29.12.2009OH NO LOL THEY ARE BEING TURNED INTO COWS (Non-lucid)



NON-DREAM DREAM LUCID

So the first part of this dream, I was at a small lake. Very small. Almost like a large pond. Anyways, me and Homer were stuck on an island on it, and if we jumped, we would fall into the 12 foot deep water. So my mom had to come rescue us with her boat. I imagined myself falling into the water backfirst. For some reason, I actually felt it. Like I felt myself falling backwards and me slowly drifting downwards into the water. Anyways, my mom went to get us, but the boat started to lift into the air or something and we were jumping crazily into the air to get on it. We almost didn't, we kept saying, "SHIT! SHIT!" as we were trying to jump into it as it was flying around in the air. Makes sense...

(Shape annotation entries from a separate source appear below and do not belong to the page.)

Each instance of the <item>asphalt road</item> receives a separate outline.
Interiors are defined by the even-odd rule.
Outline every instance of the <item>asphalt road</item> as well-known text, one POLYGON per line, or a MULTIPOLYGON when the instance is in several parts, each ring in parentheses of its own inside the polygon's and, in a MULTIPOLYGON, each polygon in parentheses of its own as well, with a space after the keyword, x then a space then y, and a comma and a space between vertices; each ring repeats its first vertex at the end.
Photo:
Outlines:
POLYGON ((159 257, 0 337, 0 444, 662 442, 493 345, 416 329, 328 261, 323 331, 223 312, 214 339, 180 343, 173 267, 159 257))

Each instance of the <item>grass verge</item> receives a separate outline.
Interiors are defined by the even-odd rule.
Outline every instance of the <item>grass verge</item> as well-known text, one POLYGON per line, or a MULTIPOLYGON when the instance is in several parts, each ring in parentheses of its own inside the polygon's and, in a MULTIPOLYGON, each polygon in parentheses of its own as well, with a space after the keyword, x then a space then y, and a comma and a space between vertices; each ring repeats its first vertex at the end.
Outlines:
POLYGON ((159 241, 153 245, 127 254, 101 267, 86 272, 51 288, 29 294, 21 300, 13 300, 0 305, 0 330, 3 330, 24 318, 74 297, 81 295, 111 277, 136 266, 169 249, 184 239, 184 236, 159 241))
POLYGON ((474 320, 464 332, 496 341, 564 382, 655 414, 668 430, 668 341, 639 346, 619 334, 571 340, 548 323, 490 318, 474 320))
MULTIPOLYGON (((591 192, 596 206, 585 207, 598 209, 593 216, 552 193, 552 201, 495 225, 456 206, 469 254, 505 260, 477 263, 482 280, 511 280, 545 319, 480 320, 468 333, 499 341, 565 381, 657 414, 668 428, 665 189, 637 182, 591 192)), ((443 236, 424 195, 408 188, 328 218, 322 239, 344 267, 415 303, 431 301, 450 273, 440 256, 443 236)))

The next part, me and Homer were in my school's gym. Many other kids were there as well. We were standing in buckets of water. I don't really remember what happened, but I eventually escaped. Me and my mom were at Homer's house waiting to see when he would come back. We saw a school bus pull by and cows got off of it. My mom said, "Oh no! All the kids that were in the water got turned into cows!" I said, "That means Homer got turned into a cow...?" "YES!" Later, we were waiting for Homer to come back, and we realized he was being shipped in a package through the mail. LOL WHAT? I pictured him inside a fairly small box on a belt going into a mail truck. It was really retarded. That's all I remember though.

----------


## TristanPetroskey

So today is my birthday. January 1st. Yay! I got nothing! My digital piano was my Christmas and Birthday present because it was so expensive. But whatever. Happy Birthday to me, Happy New Years! Happy 2010! For my birthday tonight, I'm going to try to have the longest lucid dream, and try to get something out of it besides sex lol. Going to ask questions. So yeah. I'll report on how this goes in the morning.

----------


## TristanPetroskey

01.01.2010Mountaineers (Non-lucid)



NON-DREAM DREAM LUCID

So last night I was extremely confident that I was going to have an LD. Did I? I didn't remember any of my dreams. So I went to take a nap about an hour after I woke up, and started to have vivid dreams. I forgot to tell myself to lucid dream. if I did, I bet I would of.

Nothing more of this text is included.